The next tier of justice the case could reach is the Supreme Court of Cassation, Italy's court of last resort. So far the Cavazza's estate has not yet appealed to that court. After Trevisan's death, the picture returned to the custody of the court and will remain in a vault until a final decision is reached over which of his heirs should inherit it. The Cavazza estate's lawyer, who doesn't want to be named, says his clients consider "the case closed."

This is not the first time Trevisan found himself deep in the mire of the Italian legal system. He was a regular litigator who even waged war against Venice's ferry transport network when a new pier was built right in front of his house, blocking his view of the Redeemer Church.

According to Zancani, the trial could have ended long ago, or rather, it should never have started: "Usually, the police check all auction catalogues beforehand to see if there are any stolen works. In 2001 they failed to do that."

Italians are accustomed to snail-like legal proceedings. The European Court of Human Rights has repeatedly fined Italy millions of euros for the excessive length of its trials.

The delays are caused by a lack of judges, bureaucracy, contradictory verdicts and complex rules and procedures that can be easily manipulated by lawyers. There is also a high-tech deficiency in courts, where computers go missing and documents get lost. Some court officials still use MS-DOS.

And there are far too many Italian lawyers: more than 250,000, the highest number in any European country, according to the Italian lawyers' association. But do lawyers benefit from lengthy trials? Do they exploit the delays?

"It's not true that a pending case is a profitable case," said Markus Wiget, a top Milan lawyer. "Actually, it's pretty bad for a colleague, as he has to go back and restudy it every three months or so."

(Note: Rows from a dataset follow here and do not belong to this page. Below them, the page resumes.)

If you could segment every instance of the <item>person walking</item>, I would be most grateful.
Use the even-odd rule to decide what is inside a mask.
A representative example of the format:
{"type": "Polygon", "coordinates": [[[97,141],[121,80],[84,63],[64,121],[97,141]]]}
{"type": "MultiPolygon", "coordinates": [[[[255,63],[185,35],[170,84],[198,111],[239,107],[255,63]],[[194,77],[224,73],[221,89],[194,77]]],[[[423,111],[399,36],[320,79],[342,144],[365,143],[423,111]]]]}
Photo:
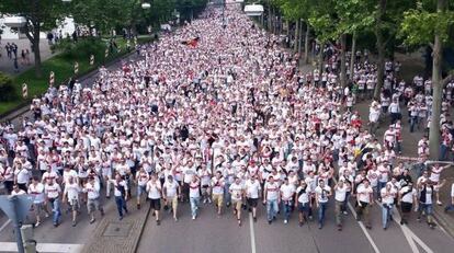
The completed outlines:
{"type": "Polygon", "coordinates": [[[224,204],[224,187],[225,181],[223,177],[223,172],[217,171],[216,175],[212,179],[212,197],[213,203],[216,206],[217,215],[220,216],[223,204],[224,204]]]}
{"type": "Polygon", "coordinates": [[[263,186],[263,204],[266,204],[266,218],[269,225],[276,219],[279,204],[281,203],[281,195],[279,194],[279,191],[277,182],[275,182],[274,177],[270,175],[263,186]]]}
{"type": "Polygon", "coordinates": [[[364,220],[365,227],[372,229],[370,208],[374,205],[374,191],[367,179],[356,189],[356,220],[364,220]]]}
{"type": "Polygon", "coordinates": [[[257,175],[251,176],[251,179],[246,182],[246,197],[248,199],[249,210],[252,211],[252,219],[254,222],[257,222],[257,205],[261,192],[262,187],[260,186],[257,175]]]}
{"type": "Polygon", "coordinates": [[[338,184],[334,185],[334,200],[336,200],[336,225],[338,230],[342,230],[343,225],[343,210],[345,210],[347,193],[350,192],[350,185],[344,183],[343,179],[340,179],[338,184]]]}
{"type": "Polygon", "coordinates": [[[288,177],[285,177],[284,184],[281,185],[281,203],[284,211],[284,223],[288,223],[293,207],[293,200],[295,197],[295,185],[288,182],[288,177]]]}
{"type": "Polygon", "coordinates": [[[328,200],[331,196],[331,187],[326,185],[325,180],[318,181],[316,192],[316,206],[318,208],[318,229],[324,227],[325,212],[328,207],[328,200]]]}
{"type": "Polygon", "coordinates": [[[156,225],[159,226],[161,225],[159,211],[161,210],[162,185],[156,174],[151,175],[151,179],[147,183],[146,191],[148,192],[151,209],[155,212],[156,225]]]}
{"type": "Polygon", "coordinates": [[[418,192],[413,187],[413,184],[409,182],[407,185],[402,186],[398,194],[398,203],[400,205],[400,215],[401,220],[400,225],[408,225],[408,218],[412,210],[413,205],[418,209],[418,192]]]}
{"type": "Polygon", "coordinates": [[[393,188],[391,183],[387,183],[384,188],[381,189],[382,197],[382,226],[386,230],[388,221],[391,219],[394,199],[397,196],[397,192],[393,188]]]}
{"type": "Polygon", "coordinates": [[[110,183],[114,185],[116,209],[118,211],[118,219],[122,220],[123,210],[126,214],[128,212],[126,206],[126,200],[128,199],[127,183],[120,174],[116,174],[115,180],[111,180],[110,183]]]}
{"type": "Polygon", "coordinates": [[[235,176],[235,182],[230,185],[231,205],[234,207],[234,216],[237,217],[238,226],[241,226],[241,206],[245,196],[245,187],[241,177],[235,176]]]}
{"type": "Polygon", "coordinates": [[[68,179],[68,182],[65,184],[65,189],[63,194],[63,203],[67,203],[72,211],[72,227],[76,227],[77,214],[79,211],[79,184],[75,181],[72,176],[68,179]]]}
{"type": "Polygon", "coordinates": [[[189,197],[191,203],[192,219],[195,220],[198,215],[198,205],[201,202],[201,182],[196,175],[192,176],[189,183],[189,197]]]}
{"type": "Polygon", "coordinates": [[[101,185],[93,176],[89,176],[89,182],[84,185],[83,192],[87,193],[87,210],[90,215],[90,223],[95,221],[94,211],[99,210],[104,216],[104,208],[101,205],[101,185]]]}
{"type": "Polygon", "coordinates": [[[173,219],[174,221],[178,221],[178,198],[181,196],[181,187],[177,181],[173,180],[172,175],[167,176],[167,181],[162,186],[162,195],[164,205],[170,205],[170,210],[173,212],[173,219]]]}
{"type": "Polygon", "coordinates": [[[54,227],[58,227],[60,225],[60,195],[61,188],[60,185],[54,182],[54,180],[48,180],[46,185],[44,186],[44,193],[46,196],[46,204],[50,203],[52,212],[53,212],[53,223],[54,227]]]}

"Lawyers are like doctors. There are good ones and bad ones. Some work efficiently and therefore earn more money. Others slow down proceedings and flood courts with useless, petty complaints," he said. "Milan's tribunal receives about 1,200 cases per day. Add bad lawyers to bad judges who don't fully do their job, and it's obvious why the system goes haywire."

Lawyers also benefit from Italy's short statute of limitations. "Hundreds of thousands of trials expire each year," said Gino Scaccia, professor of constitutional law at Rome's LUISS University. "If the statute of limitations were lifted, lawyers would certainly speed up."

Another aspect that benefits lawyers is the lack of "filters" among the three degrees of judgment before a judgment is final. Anyone accused of any kind of offense, even a petty one, can appeal all the way to the Supreme Court of Cassation.

"We've got one of the highest litigation rates in the world and unscrupulous lawyers tend to exploit this mechanism," said Scaccia.

The final paradox? Italy's government has passed a law that compensates victims who have suffered from an "unreasonable" trial length - defined as more than six years. Often, however, courts expected to rule over the compensation take years to do so.

"This triggers a crazy situation where many Italians end up filing new lawsuits for additional compensation because of the delayed compensation, which costs the Italian state millions of euros every year," said Scaccia.

As Dickens wrote more than 150 years ago of the Jarndyce v. Jarndyce proceedings, courts and judges rarely have to account for themselves: "The empty court is locked up. If all the injustice it has committed, and all the misery it has caused, could only be locked up with it, and the whole burnt away in a great funeral pyre, why so much the better."